Over dat laatste hadden Poot en Geerts een uitgesproken opvatting: Er moeten duidelijke en beargumenteerde regels komen over wie wat onder welke omstandigheden en voorwaarden mag inzien. Daarbij zouden de inzageregels voor deel 1, 2 en 3, die relatief in goede staat verkeren, minder streng hoeven zijn dan voor bijvoorbeeld band 9. En ze zouden voor eenvoudig gevouwen kaarten minder streng hoeven zijn dan voor de meer kwetsbare kruislings gevouwen kaarten.

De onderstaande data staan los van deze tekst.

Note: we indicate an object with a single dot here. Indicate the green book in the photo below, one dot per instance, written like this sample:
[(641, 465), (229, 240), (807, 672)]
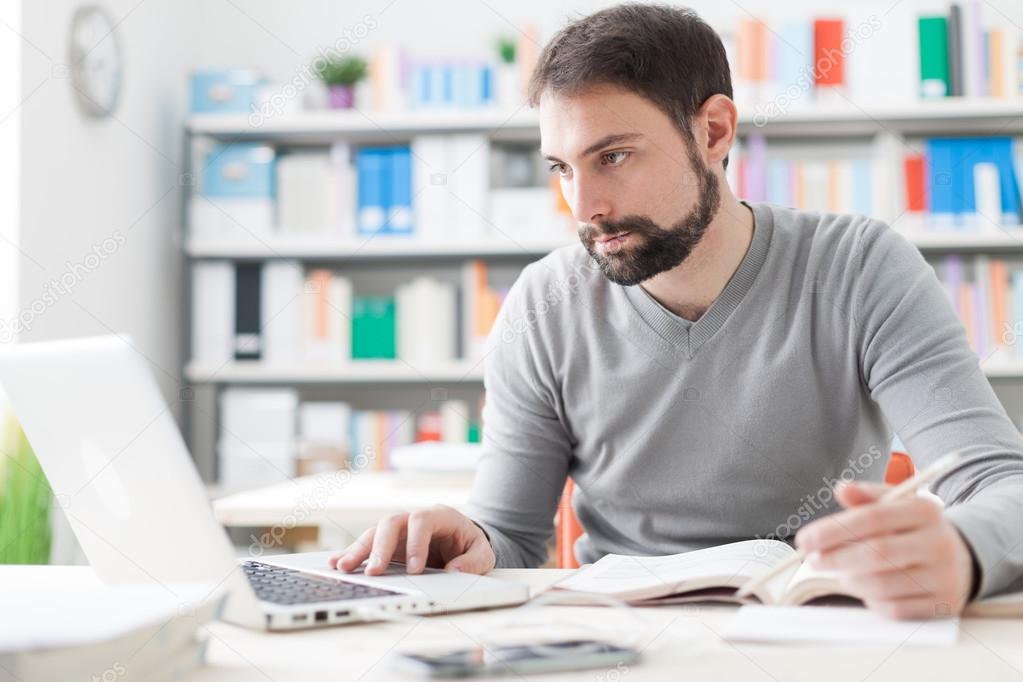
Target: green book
[(934, 73), (373, 328)]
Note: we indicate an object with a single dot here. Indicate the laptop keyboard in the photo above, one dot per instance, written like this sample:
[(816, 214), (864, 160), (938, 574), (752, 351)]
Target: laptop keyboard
[(287, 586)]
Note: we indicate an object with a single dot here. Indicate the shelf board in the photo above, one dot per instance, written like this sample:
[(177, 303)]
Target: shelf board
[(358, 372), (390, 371), (1003, 369), (369, 249), (949, 115), (1010, 238)]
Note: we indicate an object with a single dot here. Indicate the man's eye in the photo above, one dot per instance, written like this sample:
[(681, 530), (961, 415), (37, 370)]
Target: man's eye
[(623, 156)]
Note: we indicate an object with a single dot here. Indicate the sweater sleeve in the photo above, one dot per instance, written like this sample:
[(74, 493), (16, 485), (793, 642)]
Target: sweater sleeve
[(526, 444), (919, 367)]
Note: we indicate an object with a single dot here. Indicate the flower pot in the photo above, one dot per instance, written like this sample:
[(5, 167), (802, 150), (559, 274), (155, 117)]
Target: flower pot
[(341, 96)]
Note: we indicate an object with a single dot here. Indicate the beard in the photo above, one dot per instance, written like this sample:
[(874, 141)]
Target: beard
[(658, 249)]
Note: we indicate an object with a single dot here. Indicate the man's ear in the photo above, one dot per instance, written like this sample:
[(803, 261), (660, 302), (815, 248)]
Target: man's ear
[(714, 127)]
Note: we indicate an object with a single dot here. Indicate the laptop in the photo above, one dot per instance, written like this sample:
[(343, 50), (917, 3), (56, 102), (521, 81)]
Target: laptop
[(121, 472)]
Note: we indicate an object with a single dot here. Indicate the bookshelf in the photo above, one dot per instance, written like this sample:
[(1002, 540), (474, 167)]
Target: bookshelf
[(403, 383), (947, 116), (370, 249), (351, 373)]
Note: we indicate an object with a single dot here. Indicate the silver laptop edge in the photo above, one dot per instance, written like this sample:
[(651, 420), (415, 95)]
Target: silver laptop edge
[(122, 473)]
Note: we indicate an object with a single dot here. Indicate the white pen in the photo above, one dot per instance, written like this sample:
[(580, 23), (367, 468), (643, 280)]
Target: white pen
[(943, 464)]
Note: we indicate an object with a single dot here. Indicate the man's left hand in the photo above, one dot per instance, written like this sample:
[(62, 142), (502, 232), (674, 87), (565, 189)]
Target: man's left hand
[(902, 557)]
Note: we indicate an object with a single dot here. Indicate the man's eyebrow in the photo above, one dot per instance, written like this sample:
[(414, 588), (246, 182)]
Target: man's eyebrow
[(601, 143)]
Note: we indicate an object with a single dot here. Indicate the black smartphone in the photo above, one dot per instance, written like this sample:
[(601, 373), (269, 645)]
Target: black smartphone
[(519, 660)]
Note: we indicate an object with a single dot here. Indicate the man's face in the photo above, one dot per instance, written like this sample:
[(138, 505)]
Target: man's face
[(639, 189)]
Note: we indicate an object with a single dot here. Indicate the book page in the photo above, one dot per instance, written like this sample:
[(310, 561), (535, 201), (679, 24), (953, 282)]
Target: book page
[(836, 625), (730, 564), (808, 583)]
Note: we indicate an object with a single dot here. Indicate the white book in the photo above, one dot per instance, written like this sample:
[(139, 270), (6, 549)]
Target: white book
[(524, 213), (886, 177), (454, 421), (815, 184), (248, 465), (469, 183), (213, 312), (430, 187), (324, 421), (987, 195), (836, 625), (250, 415), (427, 318), (982, 279), (342, 192), (304, 185), (281, 311), (241, 221), (126, 633)]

Dit alles - en ongetwijfeld - nog veel meer, zal binnenkort besproken worden tijdens een vergadering met allerlei betrokkenen om uiteindelijk een besluit te nemen over wat er het komend jaar gaat gebeuren met de Atlas. Maar die middag lagen de negen delen opengeslagen op een grote ovale tafel. Nog even vrij te bekijken voor belangstellenden. Het gehavende deel negen ligt onbereikbaar & veilig in het midden.